«Ho dei ricordi personali, ma nel contesto più ampio della fede condivisa, del cammino ecclesiale, oltreché dell’ascolto». Monsignor Giuseppe Merisi, che ha conosciuto personalmente san Giovanni Paolo II – che lo nominò vescovo nel 1995 con il ruolo di ausiliare di Milano, mentre 10 anni dopo fu Benedetto XVI a sceglierlo come pastore della Diocesi di Lodi, di cui dal 2014 è vescovo emerito – ha una memoria viva dei suoi diversi incontri con il Pontefice scomparso 20 anni fa. Un ricordo che, però, all’aspetto personale privilegia quello del grande carisma che Giovanni Paolo II trasmetteva immediatamente ai suoi interlocutori e che rimane oggi la cifra del suo Pontificato così eccezionale per monsignor Merisi, che per la sua profonda conoscenza e sensibilità dei contesti più complessi della società, ha ricoperto anche gli incarichi di presidente di Caritas ambrosiana e Caritas italiana.
Quando ha incontrato il Papa?
A Milano ricordo l’occasione della sua visita per il XX Congresso Eucaristico Nazionale nel maggio 1983 e l’anno successivo per i 400 anni dalla morte di san Carlo Borromeo. Poi ci sono stati diversi incontri a Roma, con i vescovi lombardi e con la Cei. Tra questi uno l’ho in mente in modo particolare per la presenza dei miei familiari e della mia mamma: fu molto accogliente, come del resto in tutte le occasioni. Quando ero con i vescovi italiani, avevamo qualche dialogo personale: ci chiedeva quale fosse il nostro compito specifico, come andava. Si interessava, insomma. Ho avuto modo di vederlo anche durante qualche pellegrinaggio e ho sempre colto in lui, come tanti altri credenti italiani, la presenza viva della testimonianza, della sua parola d’incoraggiamento per gli impegni di ciascuno e per le necessità nella Chiesa. Era animato da un’ansia missionaria e, insieme, dall’ispirazione spirituale per la guida e il cammino della Chiesa. Il suo disegno nasceva da una considerazione ovviamente epocale, legata al momento in cui si vive, ma con la necessità della proposta, con la comunicazione con la fede, con la testimonianza, con il confronto con il mondo. I suoi viaggi, vicini e lontani, sono diventati, per me come per tutti noi, occasione di educazione personale.

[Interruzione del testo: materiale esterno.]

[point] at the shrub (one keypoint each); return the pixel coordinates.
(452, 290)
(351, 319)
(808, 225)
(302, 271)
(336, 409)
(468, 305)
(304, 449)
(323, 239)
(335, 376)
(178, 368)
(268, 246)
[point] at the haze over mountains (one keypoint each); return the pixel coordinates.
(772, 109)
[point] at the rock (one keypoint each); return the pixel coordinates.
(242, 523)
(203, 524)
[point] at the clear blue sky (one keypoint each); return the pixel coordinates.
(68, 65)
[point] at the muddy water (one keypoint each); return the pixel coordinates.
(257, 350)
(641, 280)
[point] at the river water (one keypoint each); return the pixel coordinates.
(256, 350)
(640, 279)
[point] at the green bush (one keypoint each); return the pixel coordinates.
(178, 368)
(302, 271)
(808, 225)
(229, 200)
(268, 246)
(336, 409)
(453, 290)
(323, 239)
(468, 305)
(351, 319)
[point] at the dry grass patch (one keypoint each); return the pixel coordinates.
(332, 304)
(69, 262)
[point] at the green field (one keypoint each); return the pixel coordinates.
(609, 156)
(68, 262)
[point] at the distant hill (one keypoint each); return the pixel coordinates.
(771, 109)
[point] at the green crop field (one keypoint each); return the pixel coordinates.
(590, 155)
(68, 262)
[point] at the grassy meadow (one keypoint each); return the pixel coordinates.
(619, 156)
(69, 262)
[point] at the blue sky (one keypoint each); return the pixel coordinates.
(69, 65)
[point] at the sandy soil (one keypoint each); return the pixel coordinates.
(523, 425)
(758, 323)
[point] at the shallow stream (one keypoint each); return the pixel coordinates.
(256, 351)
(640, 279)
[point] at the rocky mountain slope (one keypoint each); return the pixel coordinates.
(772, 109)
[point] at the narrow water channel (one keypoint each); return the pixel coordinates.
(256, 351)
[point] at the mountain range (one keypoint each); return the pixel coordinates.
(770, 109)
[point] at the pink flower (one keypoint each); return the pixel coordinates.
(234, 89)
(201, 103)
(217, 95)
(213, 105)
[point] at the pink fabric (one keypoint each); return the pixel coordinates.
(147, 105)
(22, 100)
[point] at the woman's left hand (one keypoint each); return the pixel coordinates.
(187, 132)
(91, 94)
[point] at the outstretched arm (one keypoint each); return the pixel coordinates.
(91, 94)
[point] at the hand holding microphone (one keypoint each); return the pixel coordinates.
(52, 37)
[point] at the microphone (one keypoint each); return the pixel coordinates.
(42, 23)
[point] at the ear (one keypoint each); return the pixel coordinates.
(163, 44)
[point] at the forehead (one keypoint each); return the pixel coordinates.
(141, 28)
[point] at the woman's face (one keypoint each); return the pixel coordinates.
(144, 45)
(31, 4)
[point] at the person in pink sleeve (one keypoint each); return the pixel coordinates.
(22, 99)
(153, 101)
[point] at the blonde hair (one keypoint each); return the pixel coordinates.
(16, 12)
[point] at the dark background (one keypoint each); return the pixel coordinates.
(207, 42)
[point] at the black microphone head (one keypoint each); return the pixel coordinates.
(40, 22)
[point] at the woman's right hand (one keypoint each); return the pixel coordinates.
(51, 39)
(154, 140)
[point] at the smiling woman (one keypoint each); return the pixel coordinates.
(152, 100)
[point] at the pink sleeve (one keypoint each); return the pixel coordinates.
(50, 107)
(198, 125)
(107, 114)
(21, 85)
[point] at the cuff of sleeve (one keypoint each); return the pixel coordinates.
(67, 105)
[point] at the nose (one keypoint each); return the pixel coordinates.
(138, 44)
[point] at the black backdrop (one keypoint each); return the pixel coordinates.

Quali erano le peculiarità che più la colpivano in papa Wojtyla?
Viene spesso e giustamente ricordata la sua riproposizione della Dottrina sociale della Chiesa, espressione che non sempre viene tenuta in considerazione. Il Papa ha rilanciato la necessità di conoscere questa Dottrina e di metterla in pratica, ciascuno secondo la propria vocazione e responsabilità: questo è un elemento importante. In un contesto più generale mi sono sembrati cruciali il suo impegno nel dialogo interreligioso, nell’ecumenismo, da cui si riceveva un insegnamento e incoraggiamento per il proprio servizio ministeriale. E, inoltre, il riferimento costante alla famiglia, che considerava sempre l’elemento costitutivo della società, e alla comunità. Nel suo discorso comunitario c’era sempre un’attenzione all’aspetto direttamente ecclesiale, al compito, alla missione, all’evangelizzazione, anche in rapporto con la comunità civile nel rispetto delle distinzioni necessarie. E tutto questo, con l’esigenza di collocare le situazioni che cambiano nel cammino storico, attraverso il dato fondamentale della scelta di fede, dell’ascolto della parola che viene dall’alto, della comunicazione intraecclesiale, della testimonianza della Chiesa, del lavoro per il bene comune.